For the Fourth we took the train to the state capital (big excitement for Pete, to board the train instead of just waving at it). We heard a reading of the Declaration of Independence (remember the scene in Little Town on the Prairie when the Ingalls girls recite the Declaration along with the reader? can you imagine an educational system in which that kind of memorization was routine?) and saw some well-done Civil War exhibits, which provided me with a little perspective on my angst about the current situation. We picnicked on the capitol grounds, with watermelon and potato salad. I believe the eating of potato salad on July 4 is mentioned in the Constitution as a requirement for US citizenship. If it's not, I propose an amendment.
Though my amendment is likely to fail, my recipe is not. Give it a whirl.
My very favorite potato salad includes bacon, so I usually start by frying up a couple of slices. This is optional, though. I cube eight medium potatoes and boil them for about ten minutes in heavily salted water. Salting the heck out of the water is one of the keys to delicious potato salad -- I don't think you can get boiled potatoes salted properly after they're cooked. I usually boil my eggs, about three of them, in the same pot with the potatoes. While everything's aboil, make the dressing. Combine a cup of mayo (or a mix of mayo and sour cream, or I suppose you could use yogurt if you were so inclined) with the juice of half a lemon and a healthy shake of Old Bay -- enough to tint the mayo a pretty pale coral. [ETA: I love lemon and have a high tolerance for tart. You might want to start with less lemon juice and see how it suits you.] Drain the pot and fish out the eggs. While the potatoes are hot, if you are feeling decadent and are not expecting any cardiologists at your party, you can sprinkle a spoonful of bacon fat over them. If this strikes you as repulsive or if you worry about saturated fat, skip that step and just toss them gently in the dressing while they're still warm. Finely mince a stalk of celery (for crunch) and about three green onions (for punch). When the eggs are cool enough to handle, crumble them in along with the bacon. Stir it all together and save some for me!
I think the right to good potato salad was originally guaranteed just after the right to bear arms.
I have seen this somewhere, Wikipedia perhaps:
"A well regulated and well fed Militia, being necessary to the security of a free State, the right of the people to keep and bear Arms and eat delicious Potato Salads, shall not be infringed."
That might have been an early draft, now that I think about it.
I intend to try your recipe because it sounds both delicious and patriotic. Thanks!
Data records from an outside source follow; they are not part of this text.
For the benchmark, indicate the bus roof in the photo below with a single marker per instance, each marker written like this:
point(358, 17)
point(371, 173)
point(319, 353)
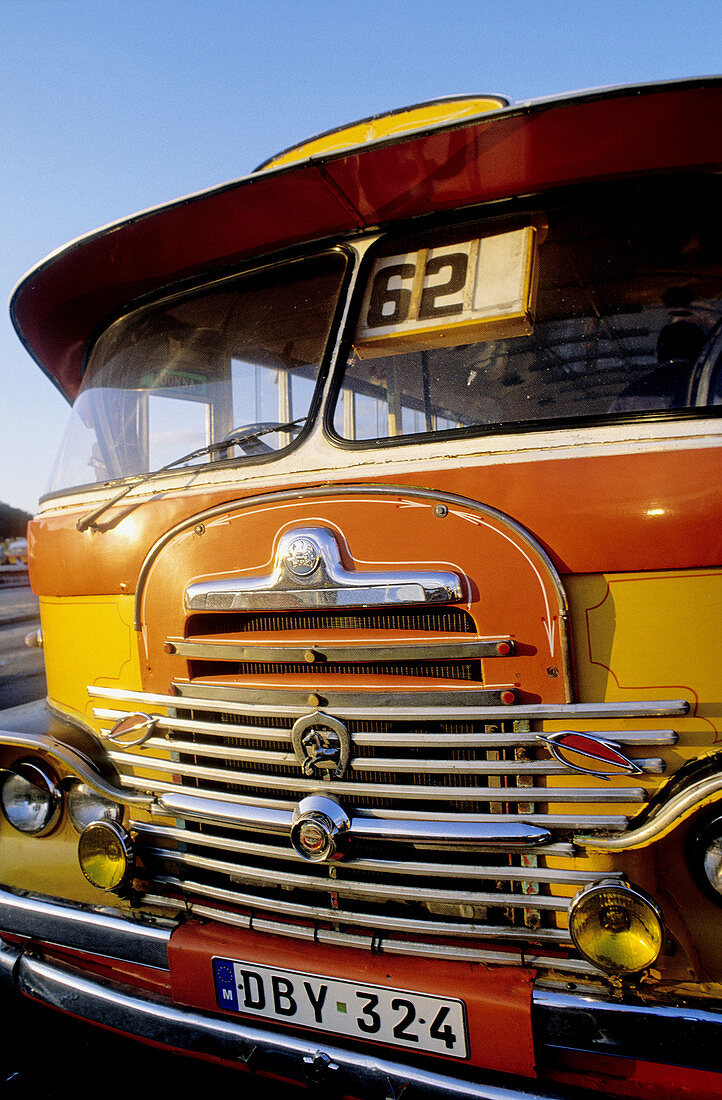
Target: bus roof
point(442, 165)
Posted by: amy | July 05, 2007 at 01:16 PM
We have just embarked on our SIXTH reading of These Happy Golden Years in the past twelve months, after I insisted that we read something DIFFERENT, even if there are chapters and chapters WITHOUT Almanzo (seriously, why are my six-year old daughters so OBSESSED with this romance, anyway?), which translated into Little Town on the Prairie, with the picture of Almanzo tipping his hat to Laura outside the revival meetings bookmarked (with an oval print-out of a childrearing affirmation from Growing Up Again, of all things).
All of which is just evidence to back up my assertion that I've spent a lot of time lately thinking about the public education system back then. I mean, it appears to have been ALL memorization, really. And then there was just a review of a recent book about the role that "reciting pieces" used to have in American culture, at http://www.nytimes.com/2007/06/24/books/review/Sleigh-t.html
Of course, this starts to stray very close to my low-level embarrassment that I haven't ever memorized Bible verses, and my children have only memorized a few -- and those so haphazardly, typically as part of the VBS curriculum, that they can't still remember them now.
I think there's immense value in memorization, for its own sake and to make oneself an inheritor of an oral culture, but I don't value it enough to make the effort, apparently. Hmmmm.